Toronto passes ‘sobering milestone,’ hits 100,000 confirmed COVID-19 cases

One day before the anniversary of the World Health Organization declaring COVID-19 a pandemic, Toronto’s top doctor Eileen de Villa says the city has passed a “sobering milestone.”

There have now been more than 100,000 confirmed cases of COVID-19 in the city, and nearly 2,700 dead.

“The last year has been one of extraordinary challenge,” de Villa said during a COVID-19 update, encouraging people to “stay at home whenever possible.”

The afternoon press conference follows this morning’s news that Ontario will be giving the city $94.5 million in an attempt to help address outbreaks in homeless shelters.

Of the 20,000 people who used Toronto’s homeless shelter system last year, 711 contracted the disease — and six died with the virus.

One recent outbreak linked to the COVID-19 variant has ripped through the Maxwell Meighen Centre in downtown Toronto, infecting dozens of people.

The $94.5 million is part of $255 million the province is earmarking for municipalities and Indigenous communities specifically to address outbreaks in homeless shelters, as provincial case counts continue to climb.

On Wednesday morning, Ontario reported another 1,316 cases of COVID1-19 and 16 more deaths of people with the illness. The new cases include 428 in Toronto, 244 in Peel Region and 149 in York Region.

WATCH | Chair of Toronto’s Board of Health reacts to update in vaccination framework:

Joe Cressy, chair of Toronto’s Board of Health, says the update to the province’s vaccination framework to include people experiencing homelessness is “necessary and important” in stopping overall spread of the virus in the city. On Sunday, the city said it plans to begin administering vaccines to people experiencing homelessness in Toronto’s shelter system this week. 1:14

The provincial government says communities can use the new funding to acquire motel and hotel spaces to support physical distancing, hire more shelter staff, and buy more personal protective equipment.

The funds can also be used to purchase cleaning supplies and be added to rent and utility banks to keep people from becoming homeless.

Mayor John Tory welcomed the news, noting in a press release that the funds, in connection with funding announcements made last week, “will cover more than half of the City’s $649 million request for intergovernmental relief funding.”

Tory said the funds announced today will be used to expand the shelter system so that people can maintain physical distance and abide by other COVID-19 protocols, in addition to being used for outreach toward people experiencing homelessness.

To date, the city says it has helped nearly 1,330 people move from encampments into “safe spaces.”

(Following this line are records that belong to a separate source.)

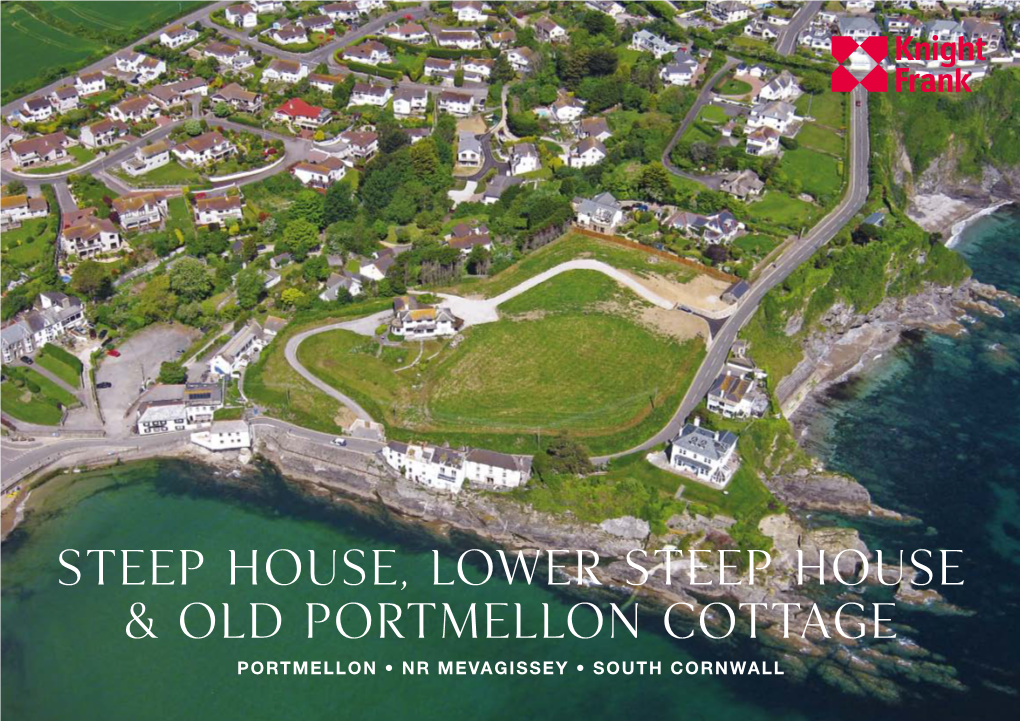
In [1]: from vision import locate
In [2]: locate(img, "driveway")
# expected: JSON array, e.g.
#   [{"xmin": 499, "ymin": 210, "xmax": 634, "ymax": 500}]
[{"xmin": 96, "ymin": 324, "xmax": 199, "ymax": 435}]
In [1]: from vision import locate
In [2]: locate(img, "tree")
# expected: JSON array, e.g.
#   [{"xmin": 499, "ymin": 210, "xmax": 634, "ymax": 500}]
[
  {"xmin": 322, "ymin": 180, "xmax": 363, "ymax": 227},
  {"xmin": 70, "ymin": 260, "xmax": 113, "ymax": 301},
  {"xmin": 157, "ymin": 361, "xmax": 188, "ymax": 385},
  {"xmin": 641, "ymin": 163, "xmax": 673, "ymax": 203},
  {"xmin": 169, "ymin": 258, "xmax": 212, "ymax": 301},
  {"xmin": 236, "ymin": 267, "xmax": 265, "ymax": 310}
]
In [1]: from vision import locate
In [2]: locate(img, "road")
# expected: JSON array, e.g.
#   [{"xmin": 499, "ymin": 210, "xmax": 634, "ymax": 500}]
[
  {"xmin": 662, "ymin": 57, "xmax": 741, "ymax": 190},
  {"xmin": 775, "ymin": 2, "xmax": 824, "ymax": 55},
  {"xmin": 592, "ymin": 86, "xmax": 871, "ymax": 463}
]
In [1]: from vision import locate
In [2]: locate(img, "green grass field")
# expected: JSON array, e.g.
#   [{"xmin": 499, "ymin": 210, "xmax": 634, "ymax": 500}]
[
  {"xmin": 298, "ymin": 271, "xmax": 703, "ymax": 453},
  {"xmin": 779, "ymin": 147, "xmax": 843, "ymax": 198}
]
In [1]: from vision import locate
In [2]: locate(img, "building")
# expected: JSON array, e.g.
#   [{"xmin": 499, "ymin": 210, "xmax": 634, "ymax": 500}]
[
  {"xmin": 74, "ymin": 70, "xmax": 106, "ymax": 98},
  {"xmin": 457, "ymin": 131, "xmax": 483, "ymax": 165},
  {"xmin": 566, "ymin": 138, "xmax": 609, "ymax": 167},
  {"xmin": 272, "ymin": 98, "xmax": 333, "ymax": 128},
  {"xmin": 0, "ymin": 291, "xmax": 86, "ymax": 363},
  {"xmin": 113, "ymin": 191, "xmax": 169, "ymax": 230},
  {"xmin": 269, "ymin": 22, "xmax": 308, "ymax": 45},
  {"xmin": 573, "ymin": 193, "xmax": 623, "ymax": 235},
  {"xmin": 383, "ymin": 21, "xmax": 432, "ymax": 45},
  {"xmin": 436, "ymin": 29, "xmax": 481, "ymax": 50},
  {"xmin": 109, "ymin": 95, "xmax": 159, "ymax": 122},
  {"xmin": 439, "ymin": 91, "xmax": 474, "ymax": 117},
  {"xmin": 531, "ymin": 17, "xmax": 567, "ymax": 43},
  {"xmin": 9, "ymin": 133, "xmax": 70, "ymax": 167},
  {"xmin": 191, "ymin": 420, "xmax": 252, "ymax": 451},
  {"xmin": 668, "ymin": 418, "xmax": 740, "ymax": 487},
  {"xmin": 390, "ymin": 296, "xmax": 464, "ymax": 341},
  {"xmin": 60, "ymin": 208, "xmax": 121, "ymax": 260},
  {"xmin": 719, "ymin": 168, "xmax": 765, "ymax": 200},
  {"xmin": 173, "ymin": 131, "xmax": 235, "ymax": 165},
  {"xmin": 223, "ymin": 3, "xmax": 258, "ymax": 28},
  {"xmin": 159, "ymin": 25, "xmax": 198, "ymax": 49},
  {"xmin": 452, "ymin": 0, "xmax": 489, "ymax": 24},
  {"xmin": 659, "ymin": 50, "xmax": 698, "ymax": 86},
  {"xmin": 195, "ymin": 194, "xmax": 245, "ymax": 225},
  {"xmin": 510, "ymin": 143, "xmax": 542, "ymax": 175},
  {"xmin": 383, "ymin": 441, "xmax": 464, "ymax": 494},
  {"xmin": 209, "ymin": 320, "xmax": 268, "ymax": 377},
  {"xmin": 291, "ymin": 157, "xmax": 347, "ymax": 189},
  {"xmin": 342, "ymin": 40, "xmax": 393, "ymax": 65},
  {"xmin": 209, "ymin": 83, "xmax": 262, "ymax": 113},
  {"xmin": 393, "ymin": 87, "xmax": 428, "ymax": 117},
  {"xmin": 262, "ymin": 57, "xmax": 308, "ymax": 85},
  {"xmin": 0, "ymin": 195, "xmax": 50, "ymax": 230},
  {"xmin": 347, "ymin": 83, "xmax": 396, "ymax": 108},
  {"xmin": 464, "ymin": 448, "xmax": 531, "ymax": 488}
]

Ontario Municipal Affairs Minister Steve Clark said in a statement that with the increase in shelter outbreaks, the province needed to take action.

“This investment will provide our municipal service managers with the financial ability to take any means necessary to stop the spread of COVID-19 in shelter spaces,” he said.

Clark said at the outset of the pandemic, the province asked all shelters to develop outbreak management plans and complete infection, prevention and control education.

The province has asked shelter managers to ensure those plans are updated now that variants of concern are on the rise in Ontario, he said.

In late February, Ontario added homeless people to the list of those who qualify for the COVID-19 vaccine under Phase 1 of its plan.

Shelter-system residents were to start receiving their initial vaccine doses last week, the city said at the time.

Ontario’s Ministry of Health had previously stated that homeless residents would not be eligible for a vaccine until the inoculation drive entered its second phase.